THESABASPORTSINDO.com – Dianggap sebagai salah satu pemain paling berbakat di generasinya, pemain Borussia Dortmund Marco Reus gagal merasakan kesuksesan besar karena banyak bermasalah dengan cedera. Namun pemain Jerman itu kini siap meninggalkan klub dengan membawa trofi Liga Champions.
Gelandang serang berusia 34 tahun ini akan meninggalkan Dortmund setelah 12 tahun berada di klub tersebut. Dia berharap dapat melakukannya dengan baik di pertandingan terakhirnya dengan mengalahkan Real Madrid di final Liga Champions di stadion Wembley pada hari Sabtu.
Sumber: Reuters/Susana Vera
“Borussia Dortmund berarti segalanya bagi saya,” kata Reus pekan ini.
“Ketika Anda berada 12 tahun di sebuah klub, maka itu berarti segalanya.”
Mantan pemain internasional Jerman, yang juga menghabiskan satu dekade di klub Ruhr Valley sebagai pemain muda, telah mencetak 170 gol dalam 428 pertandingan untuk Dortmund, juga 131 assist.
Dikenal karena keterampilannya yang luar biasa, kemampuan mencetak gol, dan permainan cerdasnya, Reus dijuluki sebagai “legenda hidup” oleh pelatih Dortmund Edin Terzic, dan dipilih menjadi kapten tim selama lima tahun hingga 2023 dan memenangkan dua Piala Jerman.
Namun terlepas dari trofi-trofi tersebut, ia gagal memenangkan trofi lainnya untuk klub atau negara dalam kariernya yang terus-menerus terhambat oleh cedera serius.
Dia absen dalam kemenangan Jerman di Piala Dunia 2014 setelah mengalami cedera pada pertandingan pemanasan terakhir sebelum berangkat ke Brasil. Sementara cedera lainnya membuatnya absen dari Euro 2016 dan Piala Dunia 2022.

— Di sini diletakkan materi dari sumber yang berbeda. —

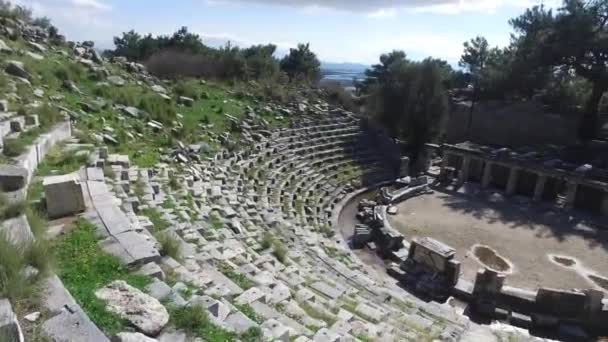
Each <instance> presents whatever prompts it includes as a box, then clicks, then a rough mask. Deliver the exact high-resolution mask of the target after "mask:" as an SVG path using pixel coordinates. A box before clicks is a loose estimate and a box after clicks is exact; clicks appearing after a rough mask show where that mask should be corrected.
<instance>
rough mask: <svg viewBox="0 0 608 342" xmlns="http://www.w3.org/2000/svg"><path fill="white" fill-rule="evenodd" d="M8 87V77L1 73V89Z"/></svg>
mask: <svg viewBox="0 0 608 342" xmlns="http://www.w3.org/2000/svg"><path fill="white" fill-rule="evenodd" d="M6 87H8V77H7V76H6V74H5V73H3V72H0V89H2V88H6Z"/></svg>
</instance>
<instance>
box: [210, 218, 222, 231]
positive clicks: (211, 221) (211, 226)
mask: <svg viewBox="0 0 608 342" xmlns="http://www.w3.org/2000/svg"><path fill="white" fill-rule="evenodd" d="M208 222H209V224H211V227H213V229H215V230H219V229H222V228H224V222H222V219H221V218H220V217H218V216H217V215H211V216H209V221H208Z"/></svg>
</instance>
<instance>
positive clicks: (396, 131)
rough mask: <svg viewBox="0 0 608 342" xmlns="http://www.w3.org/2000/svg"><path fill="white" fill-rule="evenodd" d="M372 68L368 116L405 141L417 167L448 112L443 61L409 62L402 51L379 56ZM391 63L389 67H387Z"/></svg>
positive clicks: (428, 60)
mask: <svg viewBox="0 0 608 342" xmlns="http://www.w3.org/2000/svg"><path fill="white" fill-rule="evenodd" d="M380 60H381V62H382V64H378V65H374V67H373V68H374V69H373V74H377V75H378V78H377V79H376V80H375V81H374V82H376V83H375V84H370V85H369V89H370V90H369V91H370V93H371V98H372V99H370V100H369V101H370V104H371V105H370V106H369V108H368V111H369V115H370V116H373V117H374V118H375V119H376V120H378V122H380V123H382V124H383V125H384V126H385V127H386V128H387V129H388V130H389V132H390V134H391V135H393V136H398V137H400V138H401V139H403V140H405V141H407V142H408V144H409V145H410V147H411V150H412V158H411V159H412V165H416V162H417V161H418V157H419V155H420V153H422V152H423V150H424V144H425V143H427V142H430V141H435V140H436V139H438V138H439V137H440V136H441V129H442V122H443V120H444V119H445V118H446V116H447V112H448V94H447V88H446V86H445V82H444V81H445V78H444V76H443V73H442V68H443V67H444V66H445V64H444V63H445V62H443V61H438V60H434V59H431V58H428V59H425V60H424V61H422V62H412V61H409V60H407V59H406V58H405V54H404V53H403V52H393V53H392V54H390V55H383V56H382V57H381V59H380ZM387 63H390V64H387Z"/></svg>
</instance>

Reus juga kehilangan trofi Bundesliga pada tahun 2023 setelah pemuncak klasemen saat itu, Dortmund, tergelincir saat melawan Mainz 05 pada matchday terakhir.
Baca juga: Setelah Jadon Sancho, Borussia Dortmund Ingin Rekrut Pemain Manchester United Lagi
“Marco sudah 12 tahun di sini sebagai pemain profesional dan juga sebagai pemain muda. Dia belum selesai,” kata pelatih Terzic pada Selasa.
“Di London dia ingin merasakan pertandingan luar biasa dengan hasil positif untuk menyelesaikan lingkarannya.
“Saya membutuhkannya pada hari Sabtu. Saya membutuhkan kualitasnya karena dia memiliki pengalaman ini dan dia pernah bermain di panggung ini sebelumnya.”
Reus sudah tidak asing lagi dengan final Liga Champions atau Wembley, setelah kalah di final tahun 2013 dari Bayern Munich.
“Itu terjadi 11 tahun lalu. Sekarang lawannya berbeda dan pemainnya berbeda,” kata Reus.
“Ada cara yang lebih buruk untuk menyelesaikan karir Anda di sebuah klub daripada memulai dengan final Liga Champions pada tahun 2013 dan mengakhirinya dengan final Liga Champions pada tahun 2024.”